Au cours des 10 dernières années, les études réalisées en réalité virtuelle (RV) ont connu une croissance marquée surtout liée à la réduction des coûts inhérents aux appareils et au développement d’environnements virtuels. En raison de leur ressemblance avec la « vraie vie », les outils d’évaluation et d’intervention créés en RV pourraient posséder une meilleure valeur écologique que les tests papier-crayon et avoir une plus grande sensibilité que les outils classiques pour la détection de déficits cognitifs subtils. Évidemment, la force de la RV réside dans sa capacité à simuler adéquatement la réalité, c’est-à-dire par le sentiment de présence éprouvé par le participant, comme en témoigne l’article de Boller et Ansado. Les études rapportées par Nolin, Banville, Stipanicic et Allain dans leur article mettent en lumière l’effervescence de la recherche actuelle en RV, et ce, tant chez l’enfant que dans le vieillissement : des environnements virtuels (EV) variés ont été développés pour l’évaluation de fonctions telles que la mémoire prospective, les fonctions exécutives, l’attention et l’inhibition. De plus, contrairement à ce qui est souvent noté dans des programmes d’intervention conventionnels, les programmes réalisés en RV, en étant plus près de la réalité, pourraient permettre un meilleur transfert des habiletés acquises en RV à la réalité quotidienne.

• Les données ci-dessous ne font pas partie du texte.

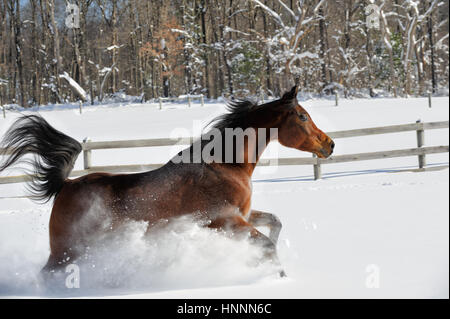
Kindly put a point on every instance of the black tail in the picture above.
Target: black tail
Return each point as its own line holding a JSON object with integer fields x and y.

Selon l’excellente revue de synthèse publiée en 2018 dans la Revue de neuropsychologie par Jollivet et ses collègues, le GRECO (Groupe de réflexion sur les évaluations cognitive regroupant des chercheurs et des cliniciens français, belges et suisses) s’intéresse de plus en plus au développement et à la normalisation d’outils numériques francophones en neuropsychologie. D’ailleurs, le prochain forum de la Société de neuropsychologie de langue française, qui a lieu tous les ans en décembre à Paris, aura justement pour thème « Neuropsychologie clinique et technologies ». On souligne ainsi l’importance de ce domaine pour l’avenir de la neuropsychologie clinique. Nous espérons que ce dossier vous permettra de mieux connaître ces technologies fascinantes, d’en comprendre les limites, mais aussi de découvrir les nombreux avantages et le potentiel immense que peuvent représenter ces outils pour les cliniciens, mais aussi et surtout pour leurs clients.

 

BIBLIOGRAPHIE

Allain P, Joubert S. La neuropsychologie du XXIe siècle sera-telle numérique ? Rev Neuropsychol 2019; 11 (1) : 26-8 

Ehrlé N., Henry A., Pesa A. & Bakchine S. (2011). Présentation d'une batterie d'évaluation des fonctions sociocognitives chez des patients atteints d'affections neurologiques. Application dans la démence frontale. Gériatrie et Psychologie, Neuropsychiatrie du Vieillissement, 9(1), 117-128.

Jollivet M, Fortier J, Besnard J, Le Gall D, Allain P. Neuropsychologie et technologies numériques. Rev Neuropsychol 2018 ; 10 (1) : 69-81

Miller JB & Barr WB (2017). The Thechnology Crisis in Neuropsychology. Archives of Clinical Neuropsychology, 32, 541-554.